Y esta Ariadna turolense avanzó sin hilo, no lo necesitaba, tampoco a Teseo, y sintió que de golpe había aterrizado en el Callejón del Oro de Kafka, una mímesis de miniaturas tan perfectas como solitarias.

Sólo guiada por el instinto, y bailando enloquecida con Amaral y su canción Laberintos, avanzó sin miedo, y atravesó encrucijadas escuchando la voz de argentino de Bruselas de Julio Cortázar que le susurraba al oído: “El minotauro es un ser inocente que vive con sus rehenes, que juega y danza a su alrededor y ellos son felices en ese laberinto”.

Y que al poco, siguió diciéndole con su voz atropellada de erres que eran ges, que el minotauro, el monstruo, la bestia, era el poeta, el hombre libre, el hombre diferente al que la sociedad, el sistema, encierra inmediatamente.

A veces los mete en clínicas psiquiátricas y, a veces, los mete en laberintos. Y allí lo encontró rodeado de caballos blancos, de jaulas abiertas, de alambres rotos y de felicidad.

Le cogió de la mano con delicadeza y lo llevó al otro lado del puente para que viera cómo en las calles de Fortanete los niños inventaban las sonrisas del verano, las bicicletas tenían alas tan hermosas como las de Pegaso, y los girasoles custodiaban los columpios para que Van Gogh se asomase cada día a la ternura de los juegos rilkeanos de la infancia.

Y en cada rincón encontraron una voz amable, Ángel hablando de seres lejanos y vivencias cercanas, de historias compartidas y otras delirantes como la del tronco de un finísimo y resbaladizo pino que servía para encontrar al nuevo rey Minos. Y pasearon por una serpenteante arquitectura ideada para albergar a varios miles de personas de las que apenas quedaban doscientas, la alquimia inversa, la división de los panes y los peces.

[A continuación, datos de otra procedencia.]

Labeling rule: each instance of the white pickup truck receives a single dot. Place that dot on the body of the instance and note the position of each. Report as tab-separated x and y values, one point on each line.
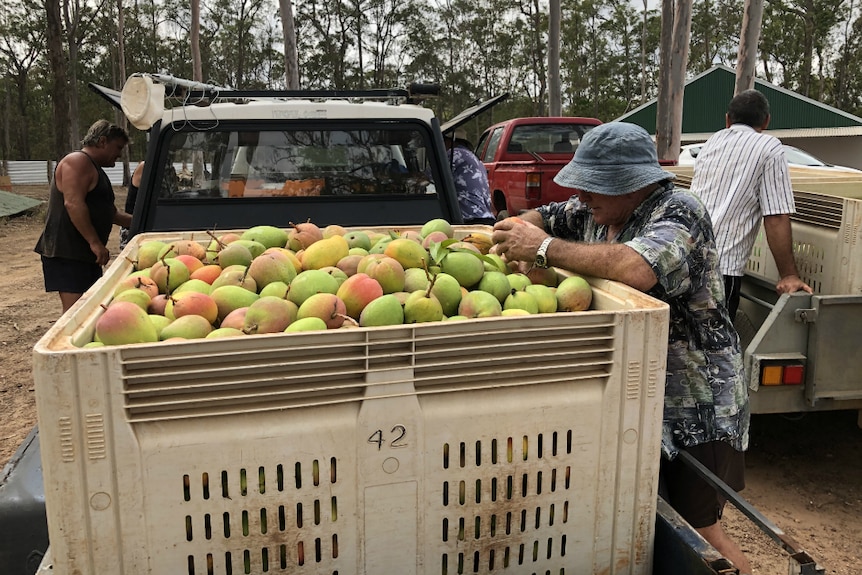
399	450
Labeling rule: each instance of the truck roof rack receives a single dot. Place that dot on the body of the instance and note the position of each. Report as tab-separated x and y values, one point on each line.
200	93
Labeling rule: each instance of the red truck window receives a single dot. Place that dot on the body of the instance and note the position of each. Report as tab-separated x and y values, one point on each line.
493	144
547	138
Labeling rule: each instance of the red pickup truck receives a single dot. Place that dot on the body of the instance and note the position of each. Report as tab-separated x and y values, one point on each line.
522	157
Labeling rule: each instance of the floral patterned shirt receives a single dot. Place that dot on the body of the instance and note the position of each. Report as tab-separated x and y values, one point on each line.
471	182
705	394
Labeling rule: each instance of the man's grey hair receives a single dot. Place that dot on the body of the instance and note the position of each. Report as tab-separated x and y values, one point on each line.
104	128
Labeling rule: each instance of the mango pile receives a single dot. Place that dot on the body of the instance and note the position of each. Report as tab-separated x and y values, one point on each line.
269	280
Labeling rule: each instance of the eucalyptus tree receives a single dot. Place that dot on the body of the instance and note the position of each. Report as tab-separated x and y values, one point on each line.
57	62
846	85
532	57
22	45
291	58
236	38
619	89
795	38
715	27
385	35
324	44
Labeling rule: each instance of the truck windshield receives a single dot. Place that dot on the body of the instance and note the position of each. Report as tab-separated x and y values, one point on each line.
247	163
547	138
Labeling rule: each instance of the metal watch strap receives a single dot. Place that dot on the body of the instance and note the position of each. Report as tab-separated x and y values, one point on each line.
541	253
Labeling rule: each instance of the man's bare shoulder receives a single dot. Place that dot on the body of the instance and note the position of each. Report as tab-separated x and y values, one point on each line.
75	170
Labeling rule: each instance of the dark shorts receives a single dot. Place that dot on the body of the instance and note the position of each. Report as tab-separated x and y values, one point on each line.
69	276
691	496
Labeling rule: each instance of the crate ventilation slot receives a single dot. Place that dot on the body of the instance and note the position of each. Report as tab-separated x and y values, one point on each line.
277	519
506	503
333	367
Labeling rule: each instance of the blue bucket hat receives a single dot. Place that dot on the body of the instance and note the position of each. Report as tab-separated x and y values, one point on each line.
613	159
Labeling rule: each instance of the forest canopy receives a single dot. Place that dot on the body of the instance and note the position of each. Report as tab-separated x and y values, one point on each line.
475	49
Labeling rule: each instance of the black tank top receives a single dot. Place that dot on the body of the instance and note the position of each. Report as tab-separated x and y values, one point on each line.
60	238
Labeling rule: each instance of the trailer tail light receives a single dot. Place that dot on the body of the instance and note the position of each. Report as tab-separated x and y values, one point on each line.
782	373
534	187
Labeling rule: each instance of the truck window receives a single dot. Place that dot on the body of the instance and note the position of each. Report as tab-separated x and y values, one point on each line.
241	163
547	138
493	144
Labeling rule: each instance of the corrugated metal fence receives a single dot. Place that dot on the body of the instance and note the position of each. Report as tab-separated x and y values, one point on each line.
38	172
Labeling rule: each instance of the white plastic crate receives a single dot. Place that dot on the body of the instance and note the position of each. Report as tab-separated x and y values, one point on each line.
501	445
827	244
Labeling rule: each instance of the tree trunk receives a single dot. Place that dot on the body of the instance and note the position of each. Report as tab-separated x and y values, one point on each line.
643	54
672	77
195	38
57	61
749	36
72	23
662	121
121	64
555	107
678	65
291	60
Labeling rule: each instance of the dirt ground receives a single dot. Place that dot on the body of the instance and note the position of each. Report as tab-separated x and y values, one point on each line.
804	473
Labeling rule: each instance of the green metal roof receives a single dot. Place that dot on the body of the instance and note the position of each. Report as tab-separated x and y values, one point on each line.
11	204
707	95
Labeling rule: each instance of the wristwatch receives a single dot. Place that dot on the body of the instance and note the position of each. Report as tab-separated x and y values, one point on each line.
541	253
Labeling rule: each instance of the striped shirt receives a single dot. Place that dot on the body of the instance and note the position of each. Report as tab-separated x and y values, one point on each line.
741	175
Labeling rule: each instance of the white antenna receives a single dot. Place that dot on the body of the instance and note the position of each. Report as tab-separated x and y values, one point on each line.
173	82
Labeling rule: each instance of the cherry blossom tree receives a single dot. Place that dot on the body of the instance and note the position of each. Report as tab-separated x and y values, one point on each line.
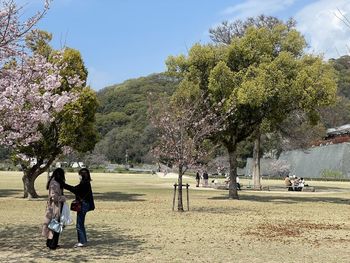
30	86
182	129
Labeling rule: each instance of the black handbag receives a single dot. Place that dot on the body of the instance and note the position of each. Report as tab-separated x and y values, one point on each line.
76	205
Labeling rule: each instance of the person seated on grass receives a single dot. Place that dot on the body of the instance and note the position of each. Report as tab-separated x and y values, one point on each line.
288	183
297	184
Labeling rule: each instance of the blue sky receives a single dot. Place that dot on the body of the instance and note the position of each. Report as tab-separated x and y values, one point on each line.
123	39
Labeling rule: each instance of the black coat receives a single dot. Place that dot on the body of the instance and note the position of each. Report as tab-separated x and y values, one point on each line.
82	192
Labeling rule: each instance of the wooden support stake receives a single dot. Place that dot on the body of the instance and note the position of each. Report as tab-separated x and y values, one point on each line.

Y de pronto doblaron una esquina como el que dobla una hoja de papel y descubrieron un exótico hilo de naturaleza colgante, y sintieron que estaban en los Jardines de Babilonia a escala microscópica, y se quedaron allí, mudos, impactados en el vergel de la Casa de El Batidor, y disfrutaron con la charla de Mª Luisa disertando sobre Orquídeas silvestres con una pasión y un entusiasmo tan envolventes como contagiosos.

Ella volvió a cruzar el puente, regresó con el monstruo a ese espacio único que había descubierto. Había recuperado el placer simbólico de amar, había encontrado su lugar en el mundo. Y mientras iban de la mano por una serie de misteriosas bifurcaciones, ella pensaba que al final había conseguido salvar a la bestia, aunque en el fondo intuía que había sido la bestia la que la había salvado a ella.